In the latest edition of its publication "sigma", the Swiss Reinsurance Company in Zurich says acts of nature and man-made disasters claimed more than 105,000 lives in 1999.
In the latest edition of its publication "sigma", the Swiss Reinsurance Company in Zurich says acts of nature and man-made disasters claimed more than 105,000 lives in 1999. Total losses are estimated at US$100 billion, without
indirect economic losses.
The annual study says that natural catastrophes were responsible for more than 90 per cent of the victims. The landslides in Venezuela (pictured) alone caused around 50,000 fatalities, the Izmit (Turkey) earthquake 20,000 and the tropical cyclone in Orissa (India) 15,000. Total damages were the highest since 1995, the year of the Kobe earthquake in Japan.
"sigma" reports that due to its devastating storms and earthquakes, 1999 had far-reaching effects on both insurers and reinsurers. With a loss burden of US$28.6 billion, 1999 was statistically the second most expensive year ever for reinsurers after 1992, the year of Hurricane Andrew. It adds that the trend towards high losses that had become apparent since 1989 was continuing.
Topping the list of the losses arising from natural catastrophes is December's Hurricane Lothar in Europe which caused insured losses of US$4.5 billion, while Storm Martin accounted for US$2.2 billion losses.
"Despite the high loss burden, the damage cannot be seen as a hundred-year event, since storm damage similar to that caused by Lothar is to be expected in Europe around every ten years, and damage similar to Martin every two to three years," the study comments.
Man-made catastrophes contributed US$4.2 billion to insurance industry losses, of which half was accounted for by industrial fires.

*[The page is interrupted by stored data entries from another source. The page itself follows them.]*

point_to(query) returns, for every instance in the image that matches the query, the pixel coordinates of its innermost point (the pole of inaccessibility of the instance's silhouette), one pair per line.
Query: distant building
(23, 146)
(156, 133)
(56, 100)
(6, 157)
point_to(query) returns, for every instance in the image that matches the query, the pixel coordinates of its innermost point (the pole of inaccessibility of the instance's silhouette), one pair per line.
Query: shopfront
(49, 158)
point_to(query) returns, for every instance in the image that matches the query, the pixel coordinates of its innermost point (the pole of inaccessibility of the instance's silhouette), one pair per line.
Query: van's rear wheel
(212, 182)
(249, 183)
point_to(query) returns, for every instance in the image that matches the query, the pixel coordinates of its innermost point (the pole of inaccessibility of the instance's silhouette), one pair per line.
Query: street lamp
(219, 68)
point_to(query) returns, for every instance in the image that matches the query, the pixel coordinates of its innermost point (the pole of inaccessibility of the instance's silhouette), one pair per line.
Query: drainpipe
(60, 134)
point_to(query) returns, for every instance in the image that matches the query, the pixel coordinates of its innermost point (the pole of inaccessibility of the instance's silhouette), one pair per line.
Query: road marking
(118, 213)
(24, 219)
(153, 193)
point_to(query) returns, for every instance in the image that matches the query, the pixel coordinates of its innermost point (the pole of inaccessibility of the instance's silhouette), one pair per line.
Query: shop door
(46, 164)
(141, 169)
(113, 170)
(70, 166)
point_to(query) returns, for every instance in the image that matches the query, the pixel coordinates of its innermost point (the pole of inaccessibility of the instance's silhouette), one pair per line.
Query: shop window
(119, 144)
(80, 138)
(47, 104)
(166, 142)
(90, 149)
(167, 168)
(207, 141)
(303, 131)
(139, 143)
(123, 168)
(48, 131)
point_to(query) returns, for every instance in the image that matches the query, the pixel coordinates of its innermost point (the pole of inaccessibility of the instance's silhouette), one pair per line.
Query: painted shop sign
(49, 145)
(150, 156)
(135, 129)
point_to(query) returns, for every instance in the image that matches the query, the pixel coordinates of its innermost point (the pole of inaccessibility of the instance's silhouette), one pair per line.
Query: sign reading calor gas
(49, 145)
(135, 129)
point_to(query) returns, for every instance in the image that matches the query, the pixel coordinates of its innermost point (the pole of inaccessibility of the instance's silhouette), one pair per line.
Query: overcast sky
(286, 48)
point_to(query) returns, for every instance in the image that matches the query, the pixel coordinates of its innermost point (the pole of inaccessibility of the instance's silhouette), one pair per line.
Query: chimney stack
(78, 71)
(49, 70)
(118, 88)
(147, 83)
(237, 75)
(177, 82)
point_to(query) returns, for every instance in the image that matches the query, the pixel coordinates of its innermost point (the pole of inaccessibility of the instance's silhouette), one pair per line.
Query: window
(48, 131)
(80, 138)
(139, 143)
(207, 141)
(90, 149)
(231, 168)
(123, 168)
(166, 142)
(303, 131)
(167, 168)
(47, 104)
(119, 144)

Space insurance also had a bad year with six satellite losses, or US$760 million in claims.
In aviation insurance, "sigma" registered 14 crashes with 660 fatalities and eight damaged planes on the ground, and claims totalling US$600 million.
Two big tunnel fires in Europe - in the Mont Blanc and the Tauern Tunnel - caused 51
fatalities, extensive property damage and renewed debate on security in road tunnels.

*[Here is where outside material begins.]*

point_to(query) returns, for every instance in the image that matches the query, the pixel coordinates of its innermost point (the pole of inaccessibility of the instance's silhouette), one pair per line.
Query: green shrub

Examining more closely the series of earthquakes in 1999, "sigma" reports that there was "no more activity than the long-term average. From a global standpoint, neither the number, magnitude nor rapid succession of the tremours was unusual."
"What is singularly unusual about 1999's earthquakes is that they all hit densely populated areas within a very short time span. This accumulation of earthquakes is purely random, however," the study finds.

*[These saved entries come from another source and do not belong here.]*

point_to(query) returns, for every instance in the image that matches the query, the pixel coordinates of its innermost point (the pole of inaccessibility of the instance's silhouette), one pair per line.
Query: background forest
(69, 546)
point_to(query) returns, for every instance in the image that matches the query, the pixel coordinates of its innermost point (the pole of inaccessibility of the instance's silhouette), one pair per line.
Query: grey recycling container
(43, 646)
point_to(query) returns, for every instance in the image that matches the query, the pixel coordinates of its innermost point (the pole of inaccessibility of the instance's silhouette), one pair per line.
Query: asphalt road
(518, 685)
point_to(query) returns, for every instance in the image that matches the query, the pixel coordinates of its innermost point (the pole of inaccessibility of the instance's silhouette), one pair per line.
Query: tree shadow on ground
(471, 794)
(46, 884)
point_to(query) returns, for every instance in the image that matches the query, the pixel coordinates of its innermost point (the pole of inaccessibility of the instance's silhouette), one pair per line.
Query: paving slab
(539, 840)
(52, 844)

"sigma" says that the randomness of a loss event is a precondition for its insurability. But it says that conclusions being drawn from seismic stress research are not bringing the insurability of earthquake-prone areas into question.
"In areas with an increased probability of earthquake activity, the insurance industry will have to adjust its risk assessments appropriately and pass on the increased risk in the form of higher premiums," it says.
However, it adds that the rise is likely to be on an affordable scale, so that earthquake insurance will continue to be a "cost-efficient risk transfer".